Maak een main.bicep-bestand en kopieer de volgende Bicep erin.

param administratorLogin string

@secure()
param administratorLoginPassword string
param location string = resourceGroup().location
param serverName string
param serverEdition string = 'GeneralPurpose'
param skuSizeGB int = 128
param dbInstanceType string = 'Standard_D4ds_v4'
param haMode string = 'ZoneRedundant'
param availabilityZone string = '1'
param version string = '12'
param virtualNetworkExternalId string = ''
param subnetName string = ''
param privateDnsZoneArmResourceId string = ''

resource serverName_resource 'Microsoft.DBforPostgreSQL/flexibleServers@2021-06-01' = {
  name: serverName
  location: location
  sku: {
    name: dbInstanceType
    tier: serverEdition
  }
  properties: {
    version: version
    administratorLogin: administratorLogin
    administratorLoginPassword: administratorLoginPassword
    network: {
      delegatedSubnetResourceId: (empty(virtualNetworkExternalId) ? json('null') : json('\'${virtualNetworkExternalId}/subnets/${subnetName}\''))
      privateDnsZoneArmResourceId: (empty(virtualNetworkExternalId) ? json('null') : privateDnsZoneArmResourceId)
    }
    highAvailability: {
      mode: haMode
    }
    storage: {
      storageSizeGB: skuSizeGB
    }
    backup: {
      backupRetentionDays: 7
      geoRedundantBackup: 'Disabled'
    }
    availabilityZone: availabilityZone
  }
}

Deze resources worden gedefinieerd in het Bicep-bestand:

Het Bicep-bestand implementeren

Gebruik Azure CLI of Azure PowerShell om het Bicep-bestand te implementeren.

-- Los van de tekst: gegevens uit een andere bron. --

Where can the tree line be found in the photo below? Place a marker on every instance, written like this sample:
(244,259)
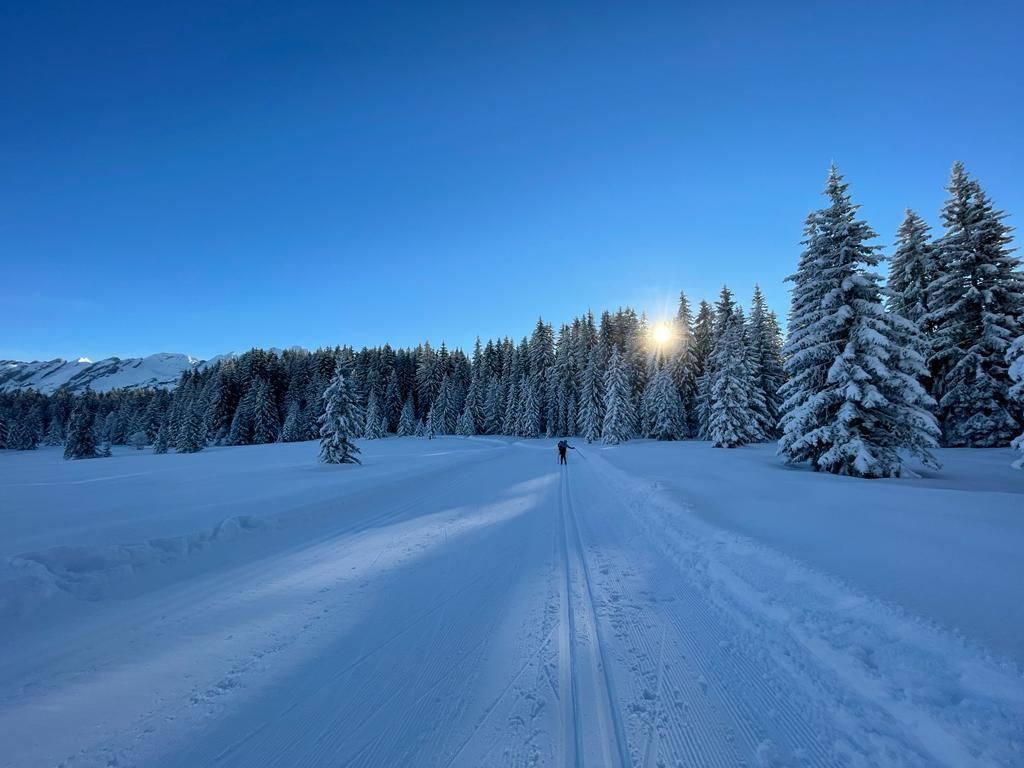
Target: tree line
(867,373)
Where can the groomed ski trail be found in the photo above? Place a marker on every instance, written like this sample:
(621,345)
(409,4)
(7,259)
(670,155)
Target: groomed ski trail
(597,733)
(515,614)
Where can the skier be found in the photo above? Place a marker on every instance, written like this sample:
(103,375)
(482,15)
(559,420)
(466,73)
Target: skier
(562,445)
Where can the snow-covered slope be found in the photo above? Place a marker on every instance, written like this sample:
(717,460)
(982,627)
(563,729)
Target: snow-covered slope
(467,602)
(161,370)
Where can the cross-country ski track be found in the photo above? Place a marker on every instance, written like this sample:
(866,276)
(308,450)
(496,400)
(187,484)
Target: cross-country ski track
(472,603)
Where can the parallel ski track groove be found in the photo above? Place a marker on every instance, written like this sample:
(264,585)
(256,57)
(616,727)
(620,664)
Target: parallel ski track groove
(612,709)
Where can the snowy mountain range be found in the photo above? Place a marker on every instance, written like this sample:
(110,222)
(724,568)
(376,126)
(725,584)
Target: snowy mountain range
(161,370)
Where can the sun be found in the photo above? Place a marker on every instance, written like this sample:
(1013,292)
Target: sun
(662,333)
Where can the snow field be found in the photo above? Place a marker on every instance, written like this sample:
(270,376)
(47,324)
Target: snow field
(467,602)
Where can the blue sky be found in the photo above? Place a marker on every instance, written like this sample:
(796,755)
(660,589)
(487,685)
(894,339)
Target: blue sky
(205,177)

az group create --name exampleRG --location centralus
az deployment group create --resource-group exampleRG --template-file main.bicep

U wordt gevraagd deze waarden in te voeren:

  • serverName: voer een unieke naam in waarmee het exemplaar van uw flexibele Azure Database for PostgreSQL-server wordt geïdentificeerd. Bijvoorbeeld: mydemoserver-pg. De domeinnaam postgres.database.azure.com wordt toegevoegd aan de servernaam die u opgeeft. De server mag alleen kleine letters, cijfers en het koppelteken (-) bevatten. Hij moet ten minste 3 en mag maximaal 63 tekens bevatten.
  • administratorLogin: voer uw eigen aanmeldingsaccount in dat moet worden gebruikt wanneer u verbinding maakt met de server. Bijvoorbeeld: myadmin. De aanmeldingsnaam van de beheerder kan niet azure_superuserzijn: , azure_pg_admin, admin, administrator, rootof guestpublic. Het kan niet beginnen met pg_.
  • administratorLoginPassword: voer een nieuw wachtwoord in voor het beheerdersaccount van de server. Dit wachtwoord moet tussen 8 en 128 tekens bevatten. Uw wachtwoord moet tekens bevatten uit drie van de volgende categorieën: Nederlandse hoofdletters, Nederlandse kleine letters, cijfers (0 tot en met 9) en niet-alfanumerieke tekens (!, $, #, % etc.).

Geïmplementeerde resources bekijken

Gebruik Azure Portal, Azure CLI of Azure PowerShell om de implementatie te valideren en de geïmplementeerde resources te controleren.

az resource list --resource-group exampleRG

Resources opschonen

Bewaar deze resourcegroep, server en individuele database als u naar de gerelateerde inhoud wilt gaan. In de verwijzing ziet u hoe u verbinding maakt en een query uitvoert op uw database met behulp van verschillende methoden.